Je me rend compte que j'ai beaucoup parlé de ce que contient ce livre, excepté une chose très importante : le personnage principal. On s'attache énormément à Lisbeï. On s'identifie pratiquement à elle, puisque nous partageons ses pensées, ses doutes, ses découvertes... On suit toute son évolution psychologique, de son enfance à sa vie d'adulte, ses progrès dans la compréhension du monde et des relations sociales, choses pour lesquelles elle n'était pas prédisposée. Il y a également une foule de personnages secondaires, qui seront également très attachants, et font toute la force de livre. C'est aussi grâce à eux que Lisbeï se construit. Il y a énormément de passages très émouvants dans ce livre, et j'ai souvent eu la larme à l’œil.
Ça a été une lecture très enrichissante. Cet univers très hiérarchisé nous interroge, on se pose des questions sur les relations entre hommes et femmes, leur statut, et l'égalité. L'aspect religieux/mystique est également très intéressant, surtout quand il est confronté aux recherches archéologiques. On voit les évolutions des croyances, la capacité qu'ont les familles de remettre plus ou moins en question ce qu'elles savaient de leur religion, et en accepter de nouveaux aspects. Et il y a également ces questionnements autour de l'amour et de l'amitié, entre femmes, entre hommes et femmes... Bref, il y a énormément de choses sur lesquelles je me suis arrêtée, sur lesquelles je me suis interrogée. Mais ça va être impossible de parler de tout en un seul article, et puis je pense qu'il vaut mieux en faire l'expérience soi-même, et voir ce que la lecture de ce livre évoque en nous. C'est un livre qui laisse des traces en tout cas.
Je pense que relirais ce livre dans un an ou deux, car je pense que pas mal de choses m'ont échappées. Et maintenant que je me suis habituée au style et à l'orthographe particulière, je pourrais mieux l'apprécier.
Lire les avis des autres Atuaniens : Neph, Olya, Tortoise, Vert, Zahlya.
Commentaires
Ca me fait très plaisir de lire tous ces billets sur ce très beau livre du coup, ravie qu'il t'ait plu (même si tu as raté le créneau pour la LC ^^)
J'ai l'impression qu'on a tous eu du mal à faire nos articles, mais qu'en plus, ils font tous trois km de long :D
C'est vrai en tout cas que c'est une lecture très enrichissante, que ce soit par l'histoire en elle même ou toutes les choses auxquelles ça fait réfléchir.
En tout cas, voilà un livre qui ne laisse pas insensible.
Il me dit quelque chose ce livre.
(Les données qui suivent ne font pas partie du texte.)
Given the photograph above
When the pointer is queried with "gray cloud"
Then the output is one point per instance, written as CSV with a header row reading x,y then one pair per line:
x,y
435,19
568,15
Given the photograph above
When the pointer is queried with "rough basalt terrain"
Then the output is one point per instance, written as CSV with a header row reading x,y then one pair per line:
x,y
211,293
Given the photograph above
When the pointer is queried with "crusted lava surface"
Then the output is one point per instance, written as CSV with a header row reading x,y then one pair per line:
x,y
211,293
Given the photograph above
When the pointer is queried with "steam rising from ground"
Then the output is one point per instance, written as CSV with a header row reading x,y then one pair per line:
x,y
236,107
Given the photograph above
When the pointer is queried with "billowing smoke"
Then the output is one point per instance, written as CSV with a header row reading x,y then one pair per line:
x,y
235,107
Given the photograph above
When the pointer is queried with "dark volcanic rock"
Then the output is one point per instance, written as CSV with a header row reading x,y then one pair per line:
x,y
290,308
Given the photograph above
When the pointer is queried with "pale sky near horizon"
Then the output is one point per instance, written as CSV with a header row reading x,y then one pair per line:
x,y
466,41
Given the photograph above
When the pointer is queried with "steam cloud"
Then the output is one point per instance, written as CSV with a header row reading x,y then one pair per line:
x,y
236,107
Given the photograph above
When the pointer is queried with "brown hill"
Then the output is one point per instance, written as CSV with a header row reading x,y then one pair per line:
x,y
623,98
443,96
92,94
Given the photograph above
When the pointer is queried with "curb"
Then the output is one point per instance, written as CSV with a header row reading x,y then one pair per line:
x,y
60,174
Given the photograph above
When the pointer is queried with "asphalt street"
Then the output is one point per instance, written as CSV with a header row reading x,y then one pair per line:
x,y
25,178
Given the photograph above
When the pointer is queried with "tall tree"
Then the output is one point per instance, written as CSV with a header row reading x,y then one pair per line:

Je me demande si on ne m'en avait pas déjà parlé. Ca m'intrigue, je pense que ça peut me plaire, j'ajoute à ma liste ^^
Toi aussi tu t'es fait charmer par Vert ? ;)
C'est vrai que ce livre n'est pas facile de prime abord, entre la narration, les règles grammaticales et l'univers où l'on plonge entièrement sans trop d'explications...
C'est vrai que ce n'est pas un livre pour se "reposer" mais parfois cela fait du bien de se questionner ^^
(oui, je ne chronique que maintenant car j'ai enfin écrit mon avis)
(oui, je ne commente que maintenant car j'ai enfin écrit mon avis) *
Je ne sais pas comment tu as fait pour écrire ta note si longtemps après ! Si je laisse traîner une chronique plus de deux semaines, ma mémoire de poisson rouge oublie des choses :)
En tout cas je partage ton avis, c'est un livre qui fait réfléchir, et dans le bon sens. Et ça fait vraiment du bien de temps en temps.